Sunday, July 10, 2011

What does 3D printing and exploration of Moon have in common?

A lot.

There's a second Moon race going on, among (at least) China, Russia, India, and EU. But the whole concept of getting "man" back to the Moon has kept me thinking. Isn't it an era already where robots can be doing much more, and much cheaper. I think so.

Now, the work robots should be doing on the Moon is for example Helium-3 extraction (see for example this documentary for "why?"). So how to do that?

Machines that build machines

That is precisely what 3D printers are, and based on this video plain desert sand will do as a raw material.

Now, instead of sending dedicated Helium-3 harvesting machines from here to the Moon, figure out a way to harness the solar power to build those machines in-situ - and download the blueprints.
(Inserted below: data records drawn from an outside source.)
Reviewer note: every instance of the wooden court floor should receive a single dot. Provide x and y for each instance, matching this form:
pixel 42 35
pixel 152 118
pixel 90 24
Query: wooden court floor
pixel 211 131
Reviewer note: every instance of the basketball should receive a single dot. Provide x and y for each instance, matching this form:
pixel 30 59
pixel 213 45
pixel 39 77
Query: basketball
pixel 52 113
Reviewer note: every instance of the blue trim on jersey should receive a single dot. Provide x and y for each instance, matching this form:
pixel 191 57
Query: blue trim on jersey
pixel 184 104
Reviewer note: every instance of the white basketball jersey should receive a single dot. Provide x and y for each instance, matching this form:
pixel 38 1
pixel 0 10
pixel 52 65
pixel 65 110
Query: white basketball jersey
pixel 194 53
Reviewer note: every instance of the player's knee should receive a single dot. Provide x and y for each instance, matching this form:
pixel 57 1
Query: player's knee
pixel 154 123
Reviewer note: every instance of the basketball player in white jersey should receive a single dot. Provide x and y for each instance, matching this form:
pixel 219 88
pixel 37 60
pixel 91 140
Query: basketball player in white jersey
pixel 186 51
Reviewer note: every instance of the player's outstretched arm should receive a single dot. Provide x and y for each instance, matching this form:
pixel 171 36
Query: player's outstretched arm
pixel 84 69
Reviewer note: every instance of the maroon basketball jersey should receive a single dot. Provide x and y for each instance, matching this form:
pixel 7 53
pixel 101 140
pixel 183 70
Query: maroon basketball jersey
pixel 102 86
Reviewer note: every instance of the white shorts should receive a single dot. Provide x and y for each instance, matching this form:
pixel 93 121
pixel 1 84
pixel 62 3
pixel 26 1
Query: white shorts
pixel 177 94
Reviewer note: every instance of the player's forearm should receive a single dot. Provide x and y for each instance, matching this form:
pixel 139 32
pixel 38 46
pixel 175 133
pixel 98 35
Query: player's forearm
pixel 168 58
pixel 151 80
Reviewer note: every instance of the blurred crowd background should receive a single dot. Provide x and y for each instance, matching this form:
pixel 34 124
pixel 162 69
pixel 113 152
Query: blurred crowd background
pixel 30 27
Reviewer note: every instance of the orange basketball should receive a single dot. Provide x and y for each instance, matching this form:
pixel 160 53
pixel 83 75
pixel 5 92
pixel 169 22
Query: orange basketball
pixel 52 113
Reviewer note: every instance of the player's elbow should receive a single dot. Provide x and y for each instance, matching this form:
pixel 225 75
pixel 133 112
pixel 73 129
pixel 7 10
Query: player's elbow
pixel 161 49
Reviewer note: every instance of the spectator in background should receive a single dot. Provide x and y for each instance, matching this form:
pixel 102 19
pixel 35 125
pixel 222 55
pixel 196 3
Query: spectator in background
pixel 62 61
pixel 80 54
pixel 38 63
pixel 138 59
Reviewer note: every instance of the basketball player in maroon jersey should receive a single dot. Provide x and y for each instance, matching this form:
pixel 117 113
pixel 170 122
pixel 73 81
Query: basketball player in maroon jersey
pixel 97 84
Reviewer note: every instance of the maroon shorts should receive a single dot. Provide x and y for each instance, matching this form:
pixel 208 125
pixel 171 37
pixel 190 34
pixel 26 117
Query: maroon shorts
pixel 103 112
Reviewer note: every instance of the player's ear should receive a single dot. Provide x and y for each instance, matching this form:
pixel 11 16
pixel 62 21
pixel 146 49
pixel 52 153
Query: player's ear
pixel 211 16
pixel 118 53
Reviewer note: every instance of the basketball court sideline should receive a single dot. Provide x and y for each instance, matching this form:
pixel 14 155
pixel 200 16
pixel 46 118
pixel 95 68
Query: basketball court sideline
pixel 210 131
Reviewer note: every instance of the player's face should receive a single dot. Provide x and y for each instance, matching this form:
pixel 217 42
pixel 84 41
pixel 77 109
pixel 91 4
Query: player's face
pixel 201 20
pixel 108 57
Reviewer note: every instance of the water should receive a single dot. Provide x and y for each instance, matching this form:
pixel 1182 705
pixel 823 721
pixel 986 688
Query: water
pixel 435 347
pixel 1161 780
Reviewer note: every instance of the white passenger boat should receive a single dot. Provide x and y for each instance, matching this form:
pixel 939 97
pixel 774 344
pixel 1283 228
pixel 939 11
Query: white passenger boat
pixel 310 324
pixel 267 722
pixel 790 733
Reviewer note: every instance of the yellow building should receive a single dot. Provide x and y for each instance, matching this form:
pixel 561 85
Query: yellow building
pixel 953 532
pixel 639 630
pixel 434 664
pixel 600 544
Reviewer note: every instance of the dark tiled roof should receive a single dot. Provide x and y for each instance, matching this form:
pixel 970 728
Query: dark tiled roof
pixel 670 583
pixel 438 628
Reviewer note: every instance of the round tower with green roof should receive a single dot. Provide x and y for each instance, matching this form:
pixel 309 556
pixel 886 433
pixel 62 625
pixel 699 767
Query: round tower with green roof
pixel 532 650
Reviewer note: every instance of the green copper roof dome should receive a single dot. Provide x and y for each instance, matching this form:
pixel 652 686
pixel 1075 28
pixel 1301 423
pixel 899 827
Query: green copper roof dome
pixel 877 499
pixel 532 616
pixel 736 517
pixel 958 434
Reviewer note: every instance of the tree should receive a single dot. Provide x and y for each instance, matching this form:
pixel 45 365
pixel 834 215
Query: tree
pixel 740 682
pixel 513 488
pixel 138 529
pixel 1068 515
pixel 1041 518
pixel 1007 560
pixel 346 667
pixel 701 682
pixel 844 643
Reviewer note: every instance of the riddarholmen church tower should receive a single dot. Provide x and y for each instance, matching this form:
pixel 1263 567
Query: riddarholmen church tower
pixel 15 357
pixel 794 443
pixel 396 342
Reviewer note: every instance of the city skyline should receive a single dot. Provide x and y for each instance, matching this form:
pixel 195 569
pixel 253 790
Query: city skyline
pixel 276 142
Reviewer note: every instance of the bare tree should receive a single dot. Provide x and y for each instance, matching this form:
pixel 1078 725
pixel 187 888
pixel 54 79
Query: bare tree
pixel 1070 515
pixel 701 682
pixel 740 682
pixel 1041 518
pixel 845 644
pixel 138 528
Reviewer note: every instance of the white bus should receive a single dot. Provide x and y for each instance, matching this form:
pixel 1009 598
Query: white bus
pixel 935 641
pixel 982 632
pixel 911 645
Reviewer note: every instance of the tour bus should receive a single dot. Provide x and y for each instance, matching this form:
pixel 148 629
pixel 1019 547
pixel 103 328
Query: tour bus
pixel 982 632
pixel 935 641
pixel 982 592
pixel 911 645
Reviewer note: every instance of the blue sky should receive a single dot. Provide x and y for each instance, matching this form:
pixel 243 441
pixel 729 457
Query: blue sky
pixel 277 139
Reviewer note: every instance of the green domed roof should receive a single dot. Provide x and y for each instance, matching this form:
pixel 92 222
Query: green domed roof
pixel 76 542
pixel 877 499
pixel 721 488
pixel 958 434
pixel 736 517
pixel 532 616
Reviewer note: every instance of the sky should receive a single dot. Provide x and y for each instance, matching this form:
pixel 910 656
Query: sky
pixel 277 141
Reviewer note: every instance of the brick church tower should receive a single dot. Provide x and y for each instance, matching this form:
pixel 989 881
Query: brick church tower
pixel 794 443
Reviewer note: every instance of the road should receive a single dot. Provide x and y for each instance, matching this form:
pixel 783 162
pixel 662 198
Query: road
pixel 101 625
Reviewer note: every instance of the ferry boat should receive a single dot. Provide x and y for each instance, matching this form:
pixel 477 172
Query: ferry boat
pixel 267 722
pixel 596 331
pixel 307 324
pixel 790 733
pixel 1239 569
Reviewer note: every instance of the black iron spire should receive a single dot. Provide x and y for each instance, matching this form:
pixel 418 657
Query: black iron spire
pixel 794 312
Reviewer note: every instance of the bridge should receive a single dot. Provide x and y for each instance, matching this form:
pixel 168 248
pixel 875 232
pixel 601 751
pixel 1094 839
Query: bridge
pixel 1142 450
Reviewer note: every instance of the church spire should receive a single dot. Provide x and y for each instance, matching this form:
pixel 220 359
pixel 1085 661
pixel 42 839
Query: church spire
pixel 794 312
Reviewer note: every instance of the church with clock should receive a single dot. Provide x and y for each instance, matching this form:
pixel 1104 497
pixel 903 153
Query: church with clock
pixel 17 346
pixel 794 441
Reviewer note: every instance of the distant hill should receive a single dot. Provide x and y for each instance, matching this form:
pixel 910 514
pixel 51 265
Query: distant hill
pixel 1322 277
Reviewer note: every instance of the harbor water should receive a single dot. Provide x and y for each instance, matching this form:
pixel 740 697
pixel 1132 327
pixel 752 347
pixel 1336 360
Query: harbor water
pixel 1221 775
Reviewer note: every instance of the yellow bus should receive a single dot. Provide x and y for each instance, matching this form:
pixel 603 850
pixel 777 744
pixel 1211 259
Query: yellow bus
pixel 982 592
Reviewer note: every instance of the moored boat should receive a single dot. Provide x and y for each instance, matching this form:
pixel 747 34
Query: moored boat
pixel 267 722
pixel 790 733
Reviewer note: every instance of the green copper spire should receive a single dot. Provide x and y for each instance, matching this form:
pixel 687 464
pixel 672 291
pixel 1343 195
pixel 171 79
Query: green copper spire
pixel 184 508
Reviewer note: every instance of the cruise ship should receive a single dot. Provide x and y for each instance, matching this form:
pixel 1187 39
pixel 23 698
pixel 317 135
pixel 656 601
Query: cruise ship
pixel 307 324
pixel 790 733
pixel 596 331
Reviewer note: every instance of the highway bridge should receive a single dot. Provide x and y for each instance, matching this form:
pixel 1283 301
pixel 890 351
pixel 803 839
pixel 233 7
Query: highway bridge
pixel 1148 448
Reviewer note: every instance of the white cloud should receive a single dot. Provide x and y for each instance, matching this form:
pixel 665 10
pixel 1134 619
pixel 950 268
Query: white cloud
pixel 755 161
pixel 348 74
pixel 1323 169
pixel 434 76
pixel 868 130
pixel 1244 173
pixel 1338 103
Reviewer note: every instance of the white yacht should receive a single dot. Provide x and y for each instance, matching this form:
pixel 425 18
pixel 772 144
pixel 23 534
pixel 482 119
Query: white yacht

Heck - once "factories" (ehem - regolith-printers) are up and running, one can even download new build instructions to them. Have all the necessary parts waiting for you, on Lunar surface, when the people arrive. And only the printer needed to be sent.

Beautiful, isn't it?  :)

With this approach, multiple factory sites can be established in different maturity levels. Some would enter production while others would be only "seeded". Exploration of the Moon becomes akin to gardening.

...and the year is?  That depends on us. Progress is not something that happens by stating a year. It needs a lot of hard work to proceed. All I'm saying is that hard work would better be used on 3D lunar printing experiments. With or without human involvement in the picture.